The Ironbridge Gorge Museum Trust and its Local Communities

The Ironbridge Gorge Museum Trust’s relationships with its local communities are important to us.  

We have created this dedicated page to help us communicate more openly with our neighbours. We will post information about upcoming meetings that local residents can attend to find out about the Trust’s work and ask questions to IGMT staff. We will also provide reports and minutes of past events. 

For more information, please contact the Trust on contactus@ironbridge.org.uk 

Meeting at Coalport Village Hall 

1 February 2024 

Hosted by: Nick Ralls, CEO of the Ironbridge Gorge Museum Trust; Rory Hunter, the Trust’s Estates, Facilities & Projects Director; and Councillor Carolyn Healy, representing the Ironbridge Gorge ward.  

The aim of the meeting was for the Trust to update local residents about recent activity at the Trust and more particularly local to the Coalport China Museum. The meeting also looked forward to 2024 and addressed specific questions and subjects raised by the local people who attended.   

One of the points agreed was that better communication with local communities was required, and this new page on the Trust’s website is a result of that discussion. 

A main point of discussion was the Trust’s current financial status. The Trust’s staff acknowledged that the visitor numbers achieved in 2019 were the base level required at which IGMT can run sustainably. With the COVID-19 pandemic visitor income, IGMT’s main source of income, was lost overnight. The four years since then have been challenging, but visitor numbers in 2023 were encouraging at 330,000. The Trust’s efforts are now focused on building numbers back to a sustainable level, which is good for the Trust but also local businesses.  
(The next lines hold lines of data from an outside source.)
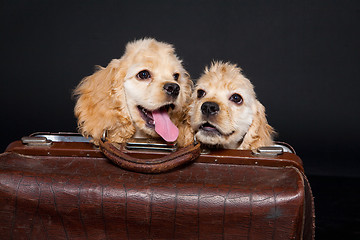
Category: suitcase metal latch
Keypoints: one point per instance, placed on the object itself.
(269, 151)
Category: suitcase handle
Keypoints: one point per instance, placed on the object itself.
(115, 152)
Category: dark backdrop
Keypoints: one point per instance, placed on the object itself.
(301, 55)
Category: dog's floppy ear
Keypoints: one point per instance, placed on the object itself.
(101, 104)
(260, 132)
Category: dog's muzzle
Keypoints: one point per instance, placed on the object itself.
(172, 89)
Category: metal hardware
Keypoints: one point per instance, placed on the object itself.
(36, 141)
(150, 144)
(269, 151)
(62, 137)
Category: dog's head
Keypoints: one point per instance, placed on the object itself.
(143, 92)
(225, 111)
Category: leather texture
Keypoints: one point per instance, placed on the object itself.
(117, 154)
(59, 192)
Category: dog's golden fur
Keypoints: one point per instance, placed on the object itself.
(109, 99)
(240, 125)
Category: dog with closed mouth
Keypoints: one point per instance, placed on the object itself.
(145, 93)
(225, 112)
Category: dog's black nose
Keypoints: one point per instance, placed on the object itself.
(210, 108)
(172, 89)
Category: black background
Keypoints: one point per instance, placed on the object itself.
(302, 56)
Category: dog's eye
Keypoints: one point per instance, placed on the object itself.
(236, 98)
(144, 74)
(176, 76)
(201, 93)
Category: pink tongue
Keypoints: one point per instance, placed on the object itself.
(164, 127)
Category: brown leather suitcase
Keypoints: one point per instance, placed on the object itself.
(59, 186)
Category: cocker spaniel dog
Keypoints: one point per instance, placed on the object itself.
(225, 112)
(145, 93)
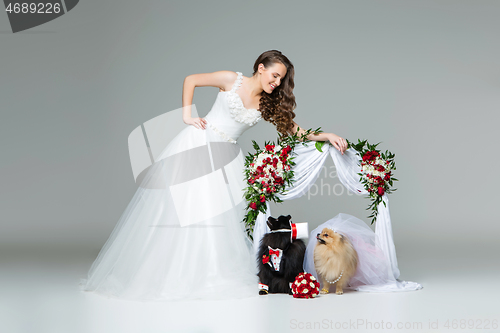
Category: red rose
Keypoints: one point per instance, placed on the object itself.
(380, 190)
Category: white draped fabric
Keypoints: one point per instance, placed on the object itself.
(309, 162)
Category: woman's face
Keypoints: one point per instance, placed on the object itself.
(271, 77)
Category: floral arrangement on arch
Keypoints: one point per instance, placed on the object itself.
(376, 173)
(268, 171)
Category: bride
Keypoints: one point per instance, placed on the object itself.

At the same time, since 2020 flooding in the Ironbridge Gorge, which particularly affects the Museum of the Gorge and Coalport China Museum, has become an annual event, and brings its own challenges, in terms of both the damage it causes and subsequent costs incurred, and the impact on visitor numbers.  

Further significant challenges the Trust currently faces are in managing the significant amount of land in the Trust’s ownership. There have also been delays to conservation work in 2021 and 2022 due to COVID-19. However, significant help has been received from the NHMF and MEND to help overcome this.

The meeting was also an opportunity for the Trust to talk about the work it is doing to help the environment and its ambitions to be more sustainable. This work has included establishing an Environment & Sustainability Committee and writing a dedicated Environment Policy. 

A Q&A session inviting open questions from the public followed and saw a number of concerns raised and actions from IGMT defined. 

The full minutes of this meeting are available to those who attended. 

As agreed at the meeting, a second meeting in 2024 will be set up in six months, details of which will be posted on this page and advertised in the local area. It will be an opportunity to provide further updates and report back on the actions outlined in the meeting minutes.